After watching how hundreds of users interact with agents, here are the patterns that consistently produce the best results.
1. Front-Load Context
Bad: "Help me write an email"
Good: "I need to write a follow-up email to a client who attended our product demo yesterday. They seemed interested in the analytics features but had concerns about pricing. Tone should be professional but warm."
Agents work best when they understand the who, what, why upfront.
2. Specify the Output Format
Agents default to prose. If you want structured output, say so:
- "Return this as a markdown table with columns: Feature, Status, Priority"
- "Give me a numbered list, max 5 items"
- "Format this as a JSON object with keys: title, summary, actionItems"
3. Use Step-by-Step Instructions for Complex Tasks
Break complex requests into explicit steps:
"I need you to:
- Read the attached quarterly report
- Extract all KPIs and their YoY changes
- Identify the 3 metrics with the largest negative change
- For each, suggest one concrete action to improve it
- Format everything as a presentation outline"

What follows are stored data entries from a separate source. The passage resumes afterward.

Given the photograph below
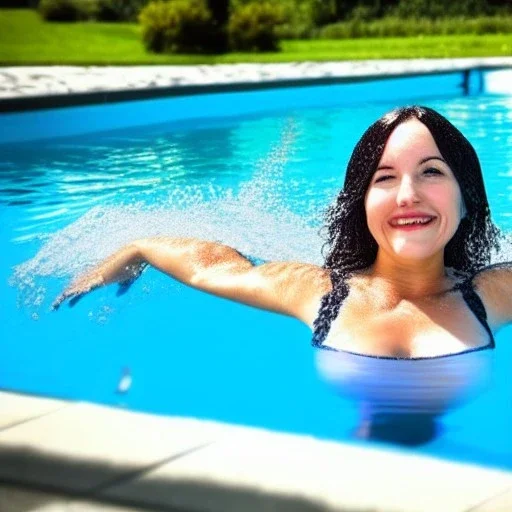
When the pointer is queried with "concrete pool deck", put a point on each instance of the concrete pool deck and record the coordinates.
(74, 456)
(44, 86)
(57, 455)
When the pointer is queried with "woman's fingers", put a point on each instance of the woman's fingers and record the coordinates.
(77, 290)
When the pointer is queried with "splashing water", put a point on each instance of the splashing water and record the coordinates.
(256, 220)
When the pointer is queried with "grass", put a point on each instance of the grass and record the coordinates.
(26, 40)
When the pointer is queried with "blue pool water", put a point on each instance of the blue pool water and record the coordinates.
(253, 170)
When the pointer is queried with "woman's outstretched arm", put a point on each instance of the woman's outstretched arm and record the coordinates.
(293, 289)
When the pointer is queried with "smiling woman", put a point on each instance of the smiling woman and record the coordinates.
(409, 244)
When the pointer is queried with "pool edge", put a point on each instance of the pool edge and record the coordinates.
(203, 465)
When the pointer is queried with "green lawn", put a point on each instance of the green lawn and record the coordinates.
(25, 39)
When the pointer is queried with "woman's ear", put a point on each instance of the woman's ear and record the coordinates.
(463, 210)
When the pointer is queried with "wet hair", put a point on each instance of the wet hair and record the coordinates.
(349, 245)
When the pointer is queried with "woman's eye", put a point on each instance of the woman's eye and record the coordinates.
(433, 171)
(383, 177)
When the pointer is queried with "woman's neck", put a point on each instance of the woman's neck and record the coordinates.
(411, 279)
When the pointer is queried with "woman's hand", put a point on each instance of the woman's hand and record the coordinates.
(77, 289)
(123, 267)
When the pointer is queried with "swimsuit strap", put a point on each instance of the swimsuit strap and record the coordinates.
(475, 304)
(330, 307)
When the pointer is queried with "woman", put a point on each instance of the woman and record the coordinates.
(409, 244)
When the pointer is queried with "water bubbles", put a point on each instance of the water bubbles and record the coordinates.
(257, 219)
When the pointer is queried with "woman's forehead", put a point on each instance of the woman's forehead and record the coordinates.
(410, 139)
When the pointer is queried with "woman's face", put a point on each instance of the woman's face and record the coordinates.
(413, 204)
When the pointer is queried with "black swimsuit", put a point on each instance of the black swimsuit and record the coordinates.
(332, 302)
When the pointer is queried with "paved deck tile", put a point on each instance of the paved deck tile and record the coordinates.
(255, 471)
(500, 503)
(84, 446)
(25, 81)
(16, 499)
(15, 409)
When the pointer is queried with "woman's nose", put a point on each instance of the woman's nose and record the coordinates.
(407, 192)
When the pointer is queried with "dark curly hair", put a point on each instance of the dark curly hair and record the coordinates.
(350, 246)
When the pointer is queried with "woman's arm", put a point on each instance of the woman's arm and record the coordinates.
(494, 285)
(293, 289)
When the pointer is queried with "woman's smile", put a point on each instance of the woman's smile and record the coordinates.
(413, 203)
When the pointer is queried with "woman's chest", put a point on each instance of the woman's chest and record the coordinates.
(370, 323)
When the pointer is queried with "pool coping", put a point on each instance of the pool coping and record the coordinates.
(137, 461)
(99, 85)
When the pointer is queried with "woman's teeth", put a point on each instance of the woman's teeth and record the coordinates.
(411, 221)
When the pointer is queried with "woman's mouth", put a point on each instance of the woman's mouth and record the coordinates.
(410, 223)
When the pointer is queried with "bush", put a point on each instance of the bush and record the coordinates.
(252, 27)
(67, 10)
(119, 10)
(177, 26)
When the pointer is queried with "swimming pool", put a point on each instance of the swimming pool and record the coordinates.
(254, 170)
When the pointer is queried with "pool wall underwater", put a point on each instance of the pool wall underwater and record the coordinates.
(259, 370)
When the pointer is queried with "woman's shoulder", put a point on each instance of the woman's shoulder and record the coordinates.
(493, 284)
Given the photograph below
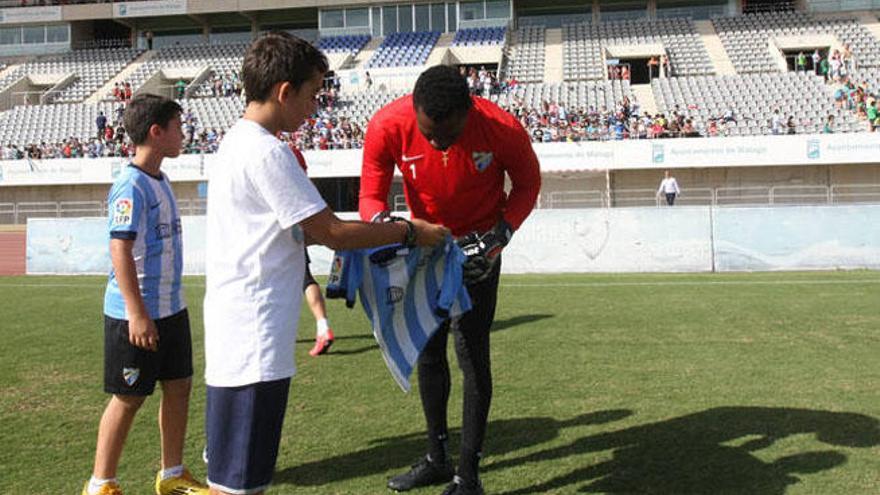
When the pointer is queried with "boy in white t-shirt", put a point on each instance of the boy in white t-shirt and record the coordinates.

4. Leverage Agent Specializations
Each agent has a specialty. Match the task to the agent:
- Data Processor for CSV/JSON manipulation, not creative writing
- Creative Writer for narratives, not data analysis
- Software Architect for system design, not code debugging
When in doubt, use a Team — the supervisor handles routing.
5. Iterate, Don't Restart
If the first response isn't quite right, refine in the same conversation:
- "Good, but make the tone more casual"
- "Expand on point #3 with specific examples"
- "Now convert this into bullet points"
The agent retains context and each refinement gets you closer.
6. Use the Library
Upload reference docs (style guides, brand books, data dictionaries) to your Library. Then reference them: "Using the brand guidelines in my library, rewrite this copy."
RAG-powered context beats copy-pasting every time.